When faced with fear, the typical responses are to either fight what we’re afraid of or run away from it. This stress response is called “fight or flight,” and it could save your life.
What Is Fight or Flight?
When something scares you, your body and mind react in a very distinct way. The acute stress response, or fight or flight, occurs when your fear causes your brain to release hormones into your body that tell you to run or put up your fists to fight.
Fight or flight prepares you for danger, and it has been a response ingrained in humans since our ancient ancestors lived. While humans have always had the fear response, “fight or flight” wasn’t coined as a term until 1915. Dr. Walter B. Cannon studied the fear response of lab animals, which lead to his understanding of the way humans respond to extreme stress caused by fear and trauma.
How the Fight or Flight Response Works
When something occurs that makes you feel fear or acute stress, such as getting in an accident or getting on stage to speak in front of strangers, you experience a set of reactions that are a sign of the fight or flight response. It’s this sudden release of stress hormones that stimulates your stress response, provoking your adrenal glands and your sympathetic nervous system to release hormones. The hormones released include adrenaline and noradrenaline.
Your fight or flight response can kick in even when you’re only minorly startled, such as when the neighbor’s dog suddenly growls at you when you step outside your door. While you know that the dog is fenced, your mind and body respond quicker than you can rationalize the fear.
Symptoms of this stress response include:
- Rapid heart rate
- Increased blood pressure
- Faster breathing
- Muscles tensing up
- Flushed and pale skin
- Dilated pupils
- Increased perspiration
Each symptom has a purpose. Your body is preparing you to either get away or do something drastic about what’s frightening you. It’s giving you more energy, making your senses keener, and also preparing your blood to clot faster in case of injury (which is why your skin alternates from flushed to pale during your fear response).

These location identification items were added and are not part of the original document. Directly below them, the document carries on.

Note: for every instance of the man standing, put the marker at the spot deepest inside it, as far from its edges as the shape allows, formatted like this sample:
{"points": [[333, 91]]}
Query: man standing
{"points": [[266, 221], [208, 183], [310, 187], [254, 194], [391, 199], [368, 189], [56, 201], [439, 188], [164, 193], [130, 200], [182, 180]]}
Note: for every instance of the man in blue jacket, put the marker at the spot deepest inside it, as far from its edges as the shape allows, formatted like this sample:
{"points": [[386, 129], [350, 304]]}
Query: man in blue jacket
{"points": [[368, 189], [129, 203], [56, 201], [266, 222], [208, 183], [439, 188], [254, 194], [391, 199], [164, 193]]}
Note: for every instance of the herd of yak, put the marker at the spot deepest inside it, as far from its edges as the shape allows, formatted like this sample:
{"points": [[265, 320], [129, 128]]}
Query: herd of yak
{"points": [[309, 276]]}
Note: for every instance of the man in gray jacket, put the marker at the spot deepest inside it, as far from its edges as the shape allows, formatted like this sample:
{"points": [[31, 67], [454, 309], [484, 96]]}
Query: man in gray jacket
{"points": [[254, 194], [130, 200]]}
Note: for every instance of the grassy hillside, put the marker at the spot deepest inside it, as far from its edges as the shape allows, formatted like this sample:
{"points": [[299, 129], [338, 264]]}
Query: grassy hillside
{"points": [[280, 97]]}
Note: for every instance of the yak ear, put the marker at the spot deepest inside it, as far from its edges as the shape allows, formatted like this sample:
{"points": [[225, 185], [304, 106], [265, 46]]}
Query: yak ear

Once you’re safe from impending doom, it takes your body anywhere from 20 minutes to an hour to get back to normal.
What the Fight or Flight Response Is Doing for You
The fight or flight response is about more than just making your nervous and feel scared—it has a purpose that relates to your survival. It’s a primal response, as already mentioned. However, it can be triggered by real events or imaginary threats.

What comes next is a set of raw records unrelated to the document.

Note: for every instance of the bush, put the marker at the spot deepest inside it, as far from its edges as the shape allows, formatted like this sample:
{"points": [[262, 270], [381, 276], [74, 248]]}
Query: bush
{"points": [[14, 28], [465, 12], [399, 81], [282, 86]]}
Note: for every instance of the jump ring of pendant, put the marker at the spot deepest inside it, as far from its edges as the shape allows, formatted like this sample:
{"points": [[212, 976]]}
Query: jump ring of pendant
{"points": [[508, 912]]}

All of those responses you have to fear are helping you get ready to deal with your fear. Stress is motivating for some people, so your fear response could push you to perform a job better or get your work done on time. Those are non-life-threatening things that cause stress in people’s lives, but those things can still trigger a fear response in the right situations. While this may seem a bit over-the-top, the response is an automatic human reaction, so it isn’t always correct.
Phobias can sometimes be based in real fear, such as having a fear of dogs (it’s possible to be mauled by a dog). However, most of the time, they are irrational fears that aren’t likely to kill you.
You may think you’re going to die when crossing a bridge that is completely sealed in simply because you’re afraid of heights. You’re not likely to die (unless you have a heart attack from your fear), so the response isn’t really to anything but getting you to move and exit the bridge. You’re more likely having a panic attack, in this case, which feels similar to the fight or flight response. It may make you avoid walking on bridges in the future as well.
When you do start to have the symptoms of an acute stress response, and you’re not in a life-or-death situation, you can take actions to help calm yourself. Use relaxing breathing techniques and see the situation for what it is.
When the situation revolves around your actual survival, the symptoms of fight or flight will help you get through it. Your body will get ready to flee the situation or to fight to stay alive. Your eyes will dilate so your vision will be more acute, and you can get away or fight with more precision. Your heart rate will speed up so that you have the energy to fight or run.
Which Response Is More Likely?
Whether you run away or stick around depends on who you are and the situation you’re in. A child who feels fear is more likely to run. If you’ve had some sort of defensive training or you’re carrying a weapon, you may be more inclined to stay and fight.